Letters to the Editor

Letters posted here are associated with the following article:
Obama wins seven of 12 delegates and 60 percent of caucus-goers' votes in the nation's least-populous state.
The letters thread is now closed.
  • Jack Spark

    "If Clinton's age (60) means she should have the Presidential spot before she gets too old, then it would follow that she should not run when she is 64 or 68. If McCain wins and serves four or eight years, should Clinton not run against him?"

    a) you're taking her age out of the context it's placed in. I didn't say she couldn't run again due to her age. I said relative to Obama's age, it makes more logical sense (as opposed to the other kind) that she be on the top. I'd flip-flop that if their ages were flip-flopped

    b) despite that, I'd say she probably shouldn't run again should the Dem lose. I think her window would have passed (though that has less to do with age)

    "The idea that Obama should not take the Presidential nomination if the majority of Democrats and elected delegates choose him, under the rationale that he should give up his seat for the white candidate, is likely to cause a backlash from all but Clinton's most ardent supporters. Hush that fuss."

    Your first problem is the line "if a majority of Democrats". He currently doesn't have a majority of Democrats, so I wouldn't necessarily assume he will by then.

    As for the "giving up his seat for the white candidate"--give me a break. First, my argument is that it isn't "his seat". Second, he isn't giving it up to the "white" candidate--nobody's saying he should give it up to Dennis Kuc. or Chris Dodd. He's "giving it up" to the candidate who has an equally valid argument that she should be the nominee. As for the offensive analogy to a black giving up their seat to a white, well, I can't actually write my response to that.

  • Ban Johnson

    "She is not winning the historic Democratic base."

    Actually, factually, that is what she is winning. Damn things those facts

    "The campaigns were never playing for popular vote; they were playing for delegates. Is it fair to let candidates allocate resources and attention based on one set of rules, and then have superdelegates essentially change the game by concentrating on another measure?"

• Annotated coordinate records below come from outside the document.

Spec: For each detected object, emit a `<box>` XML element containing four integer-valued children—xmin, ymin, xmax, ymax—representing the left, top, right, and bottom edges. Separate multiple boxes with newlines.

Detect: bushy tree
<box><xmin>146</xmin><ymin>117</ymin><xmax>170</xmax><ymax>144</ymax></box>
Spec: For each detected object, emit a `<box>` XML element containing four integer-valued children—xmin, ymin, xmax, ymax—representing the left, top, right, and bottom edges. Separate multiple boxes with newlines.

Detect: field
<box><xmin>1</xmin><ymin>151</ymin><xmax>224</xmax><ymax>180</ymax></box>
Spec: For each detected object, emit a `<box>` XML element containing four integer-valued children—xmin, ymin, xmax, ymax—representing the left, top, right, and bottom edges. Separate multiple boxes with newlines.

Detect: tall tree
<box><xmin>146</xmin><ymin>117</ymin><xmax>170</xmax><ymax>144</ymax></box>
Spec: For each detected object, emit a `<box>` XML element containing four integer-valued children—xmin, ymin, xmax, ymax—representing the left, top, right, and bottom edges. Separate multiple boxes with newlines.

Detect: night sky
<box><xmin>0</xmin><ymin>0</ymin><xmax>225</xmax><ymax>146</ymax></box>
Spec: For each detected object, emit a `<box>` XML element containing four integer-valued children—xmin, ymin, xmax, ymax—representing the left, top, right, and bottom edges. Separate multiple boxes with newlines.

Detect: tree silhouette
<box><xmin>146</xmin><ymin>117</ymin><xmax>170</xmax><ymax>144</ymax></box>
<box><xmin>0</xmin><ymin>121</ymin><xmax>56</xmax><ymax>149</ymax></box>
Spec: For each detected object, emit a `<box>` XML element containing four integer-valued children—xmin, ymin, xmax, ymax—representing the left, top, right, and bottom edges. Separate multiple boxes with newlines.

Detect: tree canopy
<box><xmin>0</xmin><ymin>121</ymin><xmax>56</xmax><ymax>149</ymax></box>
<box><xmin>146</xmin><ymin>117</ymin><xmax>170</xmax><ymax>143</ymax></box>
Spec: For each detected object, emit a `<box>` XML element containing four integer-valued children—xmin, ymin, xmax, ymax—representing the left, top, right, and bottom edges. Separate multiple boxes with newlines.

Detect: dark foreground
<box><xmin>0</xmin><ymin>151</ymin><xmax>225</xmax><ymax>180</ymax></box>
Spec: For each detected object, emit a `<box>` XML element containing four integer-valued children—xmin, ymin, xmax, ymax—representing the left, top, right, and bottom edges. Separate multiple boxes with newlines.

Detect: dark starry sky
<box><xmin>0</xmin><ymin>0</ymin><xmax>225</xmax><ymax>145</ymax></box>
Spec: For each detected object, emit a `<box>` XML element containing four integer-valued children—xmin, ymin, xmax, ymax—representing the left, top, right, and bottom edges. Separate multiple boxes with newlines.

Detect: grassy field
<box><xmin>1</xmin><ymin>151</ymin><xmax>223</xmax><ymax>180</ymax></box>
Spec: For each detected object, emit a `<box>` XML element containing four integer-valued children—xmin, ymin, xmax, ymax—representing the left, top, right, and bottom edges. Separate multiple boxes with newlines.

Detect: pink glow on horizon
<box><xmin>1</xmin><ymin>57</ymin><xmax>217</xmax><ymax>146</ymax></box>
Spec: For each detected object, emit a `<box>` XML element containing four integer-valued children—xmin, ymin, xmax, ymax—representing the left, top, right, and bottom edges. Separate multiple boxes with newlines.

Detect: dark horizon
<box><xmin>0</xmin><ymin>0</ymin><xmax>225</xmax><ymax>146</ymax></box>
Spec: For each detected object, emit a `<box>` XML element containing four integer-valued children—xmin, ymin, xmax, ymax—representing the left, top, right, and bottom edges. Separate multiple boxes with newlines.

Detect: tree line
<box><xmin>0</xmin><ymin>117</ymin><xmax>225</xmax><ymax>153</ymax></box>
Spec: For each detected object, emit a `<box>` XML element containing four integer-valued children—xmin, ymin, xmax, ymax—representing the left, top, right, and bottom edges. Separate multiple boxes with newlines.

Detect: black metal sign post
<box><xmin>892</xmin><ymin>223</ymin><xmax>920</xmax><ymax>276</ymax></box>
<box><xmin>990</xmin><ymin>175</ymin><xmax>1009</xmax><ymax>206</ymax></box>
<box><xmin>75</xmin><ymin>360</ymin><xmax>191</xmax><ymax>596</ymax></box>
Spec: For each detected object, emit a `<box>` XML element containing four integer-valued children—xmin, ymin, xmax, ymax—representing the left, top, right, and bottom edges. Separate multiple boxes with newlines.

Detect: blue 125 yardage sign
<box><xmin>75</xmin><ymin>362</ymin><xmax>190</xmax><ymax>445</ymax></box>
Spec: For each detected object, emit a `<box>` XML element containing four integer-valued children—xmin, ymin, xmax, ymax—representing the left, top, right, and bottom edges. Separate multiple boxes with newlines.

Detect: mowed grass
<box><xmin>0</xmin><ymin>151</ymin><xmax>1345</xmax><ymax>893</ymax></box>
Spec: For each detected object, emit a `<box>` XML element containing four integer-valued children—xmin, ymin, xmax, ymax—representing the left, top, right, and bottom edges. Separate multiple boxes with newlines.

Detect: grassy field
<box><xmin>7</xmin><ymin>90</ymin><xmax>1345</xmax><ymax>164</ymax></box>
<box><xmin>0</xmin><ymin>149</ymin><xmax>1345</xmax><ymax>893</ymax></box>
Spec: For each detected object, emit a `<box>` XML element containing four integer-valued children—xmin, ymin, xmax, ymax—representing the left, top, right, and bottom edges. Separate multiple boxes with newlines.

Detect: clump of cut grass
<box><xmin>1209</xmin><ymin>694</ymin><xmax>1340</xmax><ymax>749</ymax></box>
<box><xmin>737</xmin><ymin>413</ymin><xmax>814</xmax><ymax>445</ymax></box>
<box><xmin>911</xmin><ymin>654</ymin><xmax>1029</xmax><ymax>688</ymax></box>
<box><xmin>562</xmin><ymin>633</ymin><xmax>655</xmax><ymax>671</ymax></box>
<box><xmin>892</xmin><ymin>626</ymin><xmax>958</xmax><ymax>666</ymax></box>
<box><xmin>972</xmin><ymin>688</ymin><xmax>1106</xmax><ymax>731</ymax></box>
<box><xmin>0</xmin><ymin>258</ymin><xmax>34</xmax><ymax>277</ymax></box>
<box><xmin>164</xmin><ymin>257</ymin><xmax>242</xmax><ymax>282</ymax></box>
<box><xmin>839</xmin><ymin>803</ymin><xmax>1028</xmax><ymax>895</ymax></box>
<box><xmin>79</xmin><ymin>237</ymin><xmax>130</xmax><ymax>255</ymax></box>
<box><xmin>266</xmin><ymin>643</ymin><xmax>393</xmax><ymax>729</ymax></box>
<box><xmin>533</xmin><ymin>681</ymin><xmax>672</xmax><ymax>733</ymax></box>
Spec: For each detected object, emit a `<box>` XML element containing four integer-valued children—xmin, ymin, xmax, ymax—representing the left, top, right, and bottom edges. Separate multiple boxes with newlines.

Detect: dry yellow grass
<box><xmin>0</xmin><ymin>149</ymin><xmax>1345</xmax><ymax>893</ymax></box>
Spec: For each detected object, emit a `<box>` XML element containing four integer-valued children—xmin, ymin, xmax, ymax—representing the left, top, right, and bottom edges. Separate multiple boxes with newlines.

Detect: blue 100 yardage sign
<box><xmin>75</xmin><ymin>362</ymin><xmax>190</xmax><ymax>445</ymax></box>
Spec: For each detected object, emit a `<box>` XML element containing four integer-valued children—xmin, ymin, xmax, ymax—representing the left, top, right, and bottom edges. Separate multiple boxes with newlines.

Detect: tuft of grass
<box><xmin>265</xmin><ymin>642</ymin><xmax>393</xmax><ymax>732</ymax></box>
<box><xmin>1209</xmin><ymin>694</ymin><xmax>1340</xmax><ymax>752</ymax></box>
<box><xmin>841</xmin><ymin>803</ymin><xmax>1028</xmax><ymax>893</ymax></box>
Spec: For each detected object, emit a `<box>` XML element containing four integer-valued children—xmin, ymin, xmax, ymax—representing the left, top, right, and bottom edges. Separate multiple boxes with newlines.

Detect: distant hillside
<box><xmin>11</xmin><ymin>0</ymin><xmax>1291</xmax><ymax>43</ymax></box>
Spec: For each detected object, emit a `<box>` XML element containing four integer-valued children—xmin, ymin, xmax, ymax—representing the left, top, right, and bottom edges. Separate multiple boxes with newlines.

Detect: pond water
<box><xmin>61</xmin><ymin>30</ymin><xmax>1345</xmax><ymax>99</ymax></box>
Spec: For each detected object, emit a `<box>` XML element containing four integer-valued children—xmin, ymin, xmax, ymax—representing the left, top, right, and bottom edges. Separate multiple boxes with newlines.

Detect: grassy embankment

    a) this somehow assumes the Obama campaign had no interest in winning over actual voters? Seems a stretch to me

    b) the "delegates" as the be-all is only a "rule" as it applies to achieving the magic number. The "rule" is not "the most delegates win". The "rule" is that "x number of delegates win". Once that isn't achieved, it becomes an argument and so, yes, popular votes can matter. Your athletic analogy is false for this reason.

    "Concentrating on popular vote disenfranchises every single state that holds caucuses, since a smaller slice of the electorate caucuses than votes at a primary"

    Well, yes. But that's also the weakness of caucuses. That it is determined by a "smaller slice of the electorate". And it's a weakness in this case because the discrepancy is so great--that much of Obama's delegate lead comes from that smaller slice

    "his percentage margin may not have been quite as high in primaries in those states as it was in caucuses (who knows?)"

    We can't "know" in the 100 percent sense. But we can make a very educated deduction based on the two states that held both primaries and caucuses and based on the very clear demographic information we have. And both show that Obama would not do as well when more people vote in a primary

    "he other candidate was a virtual unknown just a year ago. A lot of Clinton's popular vote advantages in states were in Super Tuesday states, where her name recognition and the compressed schedule meant she was the only name with which a great many of the voters were really familiar."

    Obama splashed onto the stage with his speech at the convention--hardly a year ago. and he was on the cover of both Time and Newsweek before he even announced for President, hardly an unknown. and by Super-Tuesday--this whole name argument is just silly. It's beyond believable that after the year of campaigning, and after Iowa and New Hampshire and S. Carolina that he was relatively "unknown". You also conflate "familiar" with "preferred"--a bad error.

    " superdelegates' primary concerns will be 1) electability, and 2) fairness."

    You're probably right. But you shouldn't assume they use your definitions of those two terms or that the popular vote won't be considered in their application of those two terms

  • snoman

    "Your example of an overblown 11 win streak must have taken place in a parrallel universe where those contests included"

    my point was to focus on the silliness that the "number" made any difference. It's an argument against using so and so won "x" in a row rather that where they won

    "claiming that a 100+ pledged delegate lead is insignificant because it takes 2025 to win the nomination is ignoring the reality of how the delegates are divied up. Because of proportionality it is very difficult for a candidate to get a large number of delegates from any win so every delegate is a significant gain. Yesterday, for example, the thresehold to move from a 7-5 split to an 8-4 split was getting 64% of the state delegates. Last Tuesdays "big" contests only netted HRC 4-6 delegates. When a 10 point Hillary win in 370 delegate California only nets her 36 delegates it becomes clear how significant a feat it is to get a 150+ Obama pledged delegate lead."

    It isn't ignoring the process at all. I can do the math (I did have gone to school and all) We just happen to disagree on how much that matters when labeling something "significant". I can live with the disagreement.

  • snoman

    And for a much more important view than my own (hard as that is to believe) on the significance of the lead

    "But Oregon Secretary of State Bill Bradbury said that if there is no clear leader, he is prepared to exercise his judgment. "If the pledged-delegate total is within 100 votes or whatever, I don't think there's a great deal of significance in that," said Bradbury, who also represents other secretaries of state as a superdelegate."